Billy (Alex Perez) is auditioning for the Church play. He has a Shakespearian monologue, but the monsignor (Peter Quon) wants him to throw in some lines about the protection of babies. “Improv, eh?” Billy says, “That’s tough.”
Indeed it is, Billy. That’s why you shouldn’t try it at home. This novice troupe is not only doing improv but raising the stakes by creating an imaginary television show along the lines of the ABC after-school special. This is certainly ambitious but I must tell you that their reach has exceeded their grasp, by several lengths.
At the invitation of troupe dramaturg Audrey Emmet, the serious-minded audience in the show I saw on the 13th, selected abortion as the crisis City Folk’s cast must face. Minutes later, Billy is at the confessional, telling the monsignor of the lustful acts between him and his girlfriend (Karen Salisbury-Lange). “Serious hand-holding?” asks the clueless cleric. Much of the humor is at that level.

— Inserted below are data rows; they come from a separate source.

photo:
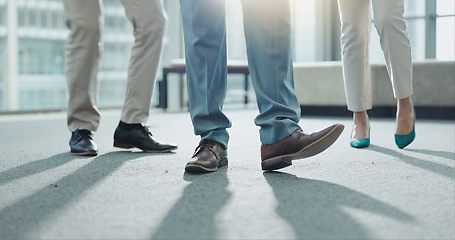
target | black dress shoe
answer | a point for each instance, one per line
(138, 136)
(297, 146)
(207, 157)
(82, 144)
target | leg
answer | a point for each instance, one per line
(267, 34)
(205, 51)
(149, 21)
(394, 39)
(84, 20)
(355, 34)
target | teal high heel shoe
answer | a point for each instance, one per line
(360, 143)
(404, 140)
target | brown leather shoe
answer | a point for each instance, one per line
(207, 157)
(297, 146)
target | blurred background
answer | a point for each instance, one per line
(33, 34)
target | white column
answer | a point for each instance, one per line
(10, 86)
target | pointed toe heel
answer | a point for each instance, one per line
(404, 140)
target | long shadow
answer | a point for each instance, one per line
(315, 209)
(431, 166)
(193, 215)
(35, 167)
(442, 154)
(24, 216)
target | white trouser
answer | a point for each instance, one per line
(84, 18)
(355, 16)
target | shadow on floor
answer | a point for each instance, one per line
(428, 165)
(193, 215)
(18, 220)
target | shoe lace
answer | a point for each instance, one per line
(203, 145)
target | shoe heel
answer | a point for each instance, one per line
(275, 163)
(122, 145)
(404, 140)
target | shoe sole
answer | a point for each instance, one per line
(308, 151)
(128, 146)
(88, 153)
(195, 168)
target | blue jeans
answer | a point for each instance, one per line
(267, 33)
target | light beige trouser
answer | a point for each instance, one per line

In a way, it’s not really fair to hold City Folk to account. Many television sit-coms take three or four hours to write, and we can’t expect the City Folk to make one up on the fly. In fact, mimicking the sit-com format is what City Folk do best. They have the ridiculous poses down, as well as the rapid scene changes, and the bizarre laugh and applause tracks. It’s just the substance of the productions which eludes them.
Among the folks on stage, the “guests”, Perez and Salisbury-Lange, were clearly the most comfortable with the format. Except for Anu Yadav, the City Folk regulars seemed a little flat and off-center in their portrayals. Of course, it’s a little challenging to be spontaneously witty about abortion.
Running time: Forty minutes, including one ten-minute intermission.